Point 3, line 2, this was not a backlash against incumbents.  Councilman Springsteen did just fine.  He also voted against 444 Maple West/Tequila Grande and has come out in favor of significant revisions to the MAC statute.  That’s not a coincidence.

Point 4, Lines 1-3 versus 4:  Three strongly anti-MAC candidates won by a large margin.  Personally, had there been four seats open, I’d have been campaigning for Strike as well as for Patel and Potter.   Great guy, strongly anti-MAC, called for a two-year moratorium on new MAC projects.  But he just couldn’t get traction against the top three anti-MAC candidates.

There’s no way to describe this as anything other than a referendum on MAC zoning.  Enough people were upset enough by some aspect of what MAC is doing to Vienna that they decided to vote an anti-MAC slate.

Throughout the year that I have now been involved in this, the pro-MAC Town Council members and their adherents have steadfastly maintained that most Vienna citizens want what MAC is delivering.  They have maintained that those who oppose MAC are a small, loudmouthed NIMBY minority.  When nobody spoke up in favor of MAC at public meetings, they needed some excuse to explain that, so they falsely claimed that that pro-MAC speakers were being intimidated (see Post 244 to see what these meetings are really like).   In effect, they claimed to represent a silent majority.  Fully recognizing that humans have an amazing potential for self-delusion, I hope this election puts an end to that talk, and removes that excuse for inaction.

I mean, it’s not as if they didn’t have a few strong hints.

Such as the number of signers for this petition …

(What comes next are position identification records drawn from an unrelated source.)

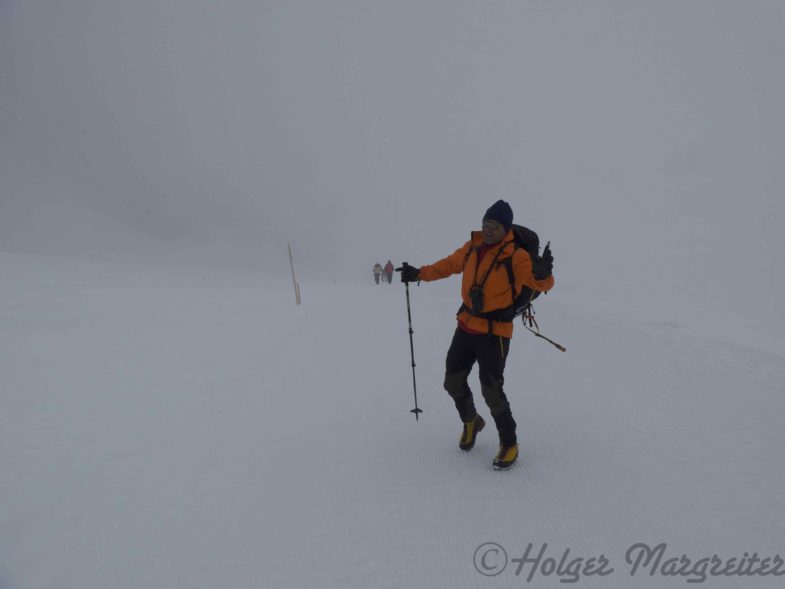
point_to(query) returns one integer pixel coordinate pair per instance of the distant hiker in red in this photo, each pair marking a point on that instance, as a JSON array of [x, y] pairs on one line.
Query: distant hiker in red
[[388, 270]]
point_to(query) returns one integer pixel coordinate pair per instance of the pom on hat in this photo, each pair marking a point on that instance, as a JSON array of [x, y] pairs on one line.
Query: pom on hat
[[502, 212]]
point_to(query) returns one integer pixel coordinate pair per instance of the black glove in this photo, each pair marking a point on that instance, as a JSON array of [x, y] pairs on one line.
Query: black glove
[[542, 267], [408, 273]]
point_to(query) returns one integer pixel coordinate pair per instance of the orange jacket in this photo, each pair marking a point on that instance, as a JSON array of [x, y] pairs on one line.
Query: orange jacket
[[496, 290]]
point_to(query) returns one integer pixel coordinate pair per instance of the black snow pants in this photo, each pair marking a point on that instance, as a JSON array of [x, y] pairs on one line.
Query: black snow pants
[[490, 353]]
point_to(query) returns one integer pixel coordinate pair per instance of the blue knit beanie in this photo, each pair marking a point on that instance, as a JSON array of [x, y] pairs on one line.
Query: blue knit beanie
[[500, 211]]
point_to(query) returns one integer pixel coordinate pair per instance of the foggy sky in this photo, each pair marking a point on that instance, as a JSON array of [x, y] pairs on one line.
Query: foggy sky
[[644, 139]]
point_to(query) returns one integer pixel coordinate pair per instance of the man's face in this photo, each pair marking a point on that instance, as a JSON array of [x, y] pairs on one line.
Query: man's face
[[492, 231]]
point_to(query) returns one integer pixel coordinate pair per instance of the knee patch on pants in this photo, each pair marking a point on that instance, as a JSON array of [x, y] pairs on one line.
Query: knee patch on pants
[[493, 393], [456, 384]]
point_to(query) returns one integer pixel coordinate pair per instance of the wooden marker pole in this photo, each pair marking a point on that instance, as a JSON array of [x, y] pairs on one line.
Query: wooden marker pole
[[294, 280]]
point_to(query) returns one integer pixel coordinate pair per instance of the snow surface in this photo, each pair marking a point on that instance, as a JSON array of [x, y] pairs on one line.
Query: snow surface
[[174, 427]]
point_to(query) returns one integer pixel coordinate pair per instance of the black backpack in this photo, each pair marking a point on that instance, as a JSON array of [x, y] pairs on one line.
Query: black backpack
[[527, 239]]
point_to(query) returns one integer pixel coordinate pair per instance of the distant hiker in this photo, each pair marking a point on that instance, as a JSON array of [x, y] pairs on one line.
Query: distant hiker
[[388, 270], [485, 320]]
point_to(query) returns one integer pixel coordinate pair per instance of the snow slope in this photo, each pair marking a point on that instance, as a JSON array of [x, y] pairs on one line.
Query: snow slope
[[193, 429]]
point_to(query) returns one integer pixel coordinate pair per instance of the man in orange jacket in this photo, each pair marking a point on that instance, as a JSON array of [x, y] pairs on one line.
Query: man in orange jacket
[[485, 321]]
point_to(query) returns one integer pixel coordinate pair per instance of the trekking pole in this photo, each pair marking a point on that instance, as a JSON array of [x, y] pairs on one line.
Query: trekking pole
[[416, 409]]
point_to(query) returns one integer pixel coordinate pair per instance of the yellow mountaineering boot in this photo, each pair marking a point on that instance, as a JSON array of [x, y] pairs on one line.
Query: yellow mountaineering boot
[[506, 457], [470, 431]]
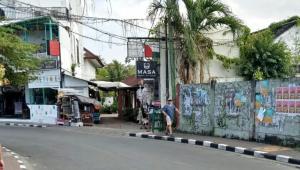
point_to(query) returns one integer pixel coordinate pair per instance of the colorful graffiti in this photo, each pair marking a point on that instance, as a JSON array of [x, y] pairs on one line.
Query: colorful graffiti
[[195, 110], [232, 104], [273, 104]]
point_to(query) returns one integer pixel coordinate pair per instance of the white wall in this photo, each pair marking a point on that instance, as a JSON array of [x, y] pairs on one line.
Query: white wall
[[89, 72], [223, 45], [290, 37], [45, 3]]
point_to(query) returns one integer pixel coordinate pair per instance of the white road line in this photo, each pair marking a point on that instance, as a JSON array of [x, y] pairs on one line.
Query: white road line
[[22, 166]]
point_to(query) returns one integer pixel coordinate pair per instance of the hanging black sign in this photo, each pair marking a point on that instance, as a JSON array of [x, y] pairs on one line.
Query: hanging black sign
[[146, 69]]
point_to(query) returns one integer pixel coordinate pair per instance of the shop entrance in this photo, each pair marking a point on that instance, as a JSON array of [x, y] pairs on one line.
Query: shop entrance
[[12, 104]]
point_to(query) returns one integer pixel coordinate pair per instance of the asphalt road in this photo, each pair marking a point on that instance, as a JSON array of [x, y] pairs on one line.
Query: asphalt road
[[59, 148]]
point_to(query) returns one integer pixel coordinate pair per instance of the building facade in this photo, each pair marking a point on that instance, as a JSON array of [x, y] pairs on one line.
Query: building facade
[[66, 66]]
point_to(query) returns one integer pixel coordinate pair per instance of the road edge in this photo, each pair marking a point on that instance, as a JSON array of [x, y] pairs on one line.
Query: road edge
[[224, 147], [24, 125]]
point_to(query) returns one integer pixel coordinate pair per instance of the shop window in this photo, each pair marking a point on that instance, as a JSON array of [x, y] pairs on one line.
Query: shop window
[[45, 96]]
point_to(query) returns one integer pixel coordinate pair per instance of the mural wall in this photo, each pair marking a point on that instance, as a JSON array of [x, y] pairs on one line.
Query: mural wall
[[232, 113], [195, 108], [266, 110], [278, 110]]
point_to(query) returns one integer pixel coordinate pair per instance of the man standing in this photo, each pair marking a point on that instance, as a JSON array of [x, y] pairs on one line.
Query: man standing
[[169, 110]]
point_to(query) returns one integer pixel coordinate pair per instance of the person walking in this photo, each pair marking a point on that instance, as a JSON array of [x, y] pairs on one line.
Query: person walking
[[169, 111]]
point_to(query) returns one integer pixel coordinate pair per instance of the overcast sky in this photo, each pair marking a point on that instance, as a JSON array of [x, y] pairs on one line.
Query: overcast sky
[[257, 14]]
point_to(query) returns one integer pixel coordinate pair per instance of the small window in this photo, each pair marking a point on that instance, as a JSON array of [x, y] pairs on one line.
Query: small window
[[41, 96]]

Versus the signers for this other petition.

 

Or this turnout for the 444 Maple West public hearing.

Town Council has said they’d make revisions to fix the MAC statute.  But so far, the draft language of those fixes consists of a) tweaks, and b) changes that further favor large buildings with high density.  As I put in Post #227, far from listening to citizen complaints about MAC, so far, the Town Council has done nothing but double down on MAC.  I am hoping that will now change.

Beyond that, basic aspects of this MAC process are ludicrously uncertain and must be clearly settled. 

For example, it appears that the Town Council does not actually have the right to reject a MAC project that meets the legal requirements — and that only came to light a week ago (Post 261 ).  Nobody knew that the Town had no off switch for MAC.  Hand-in-hand with that, apparently the much-touted “Statement of Purpose and Intent” of the law is just so much window-dressing.  I thought — and I’m pretty sure some Town Council members thought — that if, in their opinion, a building ran contrary to that statement, they could reject the building.  But now, as I understand it, the Town believes it’s not enforceable and cannot be used as a reason to reject a MAC project.  Again, this is a recent development.

Further, the Town gives itself no more than 100 days to decide each MAC project.  Putting aside the fact that the calculation of that 100-day period appears to shift from project to project, nobody else in the Commonwealth of Virginia does that (Post #247).  If it really is the law that applies here, you really have to ask we don’t just change it, and explicitly give ourselves more time, as both Herndon and Leesburg have done?

Do I even need to mention the fact that the building that Town Council (may or may not have) passed for the Marco Polo project was not the same building that the Board of Architectural Review passed (Post 245)?

Let me emphasize that these are just the ones we know about.  The ones that have come to light so far.

I have a goal of smaller buildings and more green, open spaceYou may not share that goal — perhaps you’d prefer something more akin to the smaller buildings in Tysons.  Fine.  We can disagree on that.

But I hope we can at least agree that the basic process that the Town is using is pretty screwed up, and that if we’re going to undertake wholesale redevelopment of Maple, something else needs to be done.  We’re doing wholesale urban renewal, with a brand new law full of ambiguities, and for each new building, we’re pretending it’s just another one-off rezoning.  If nothing else, that needs to change.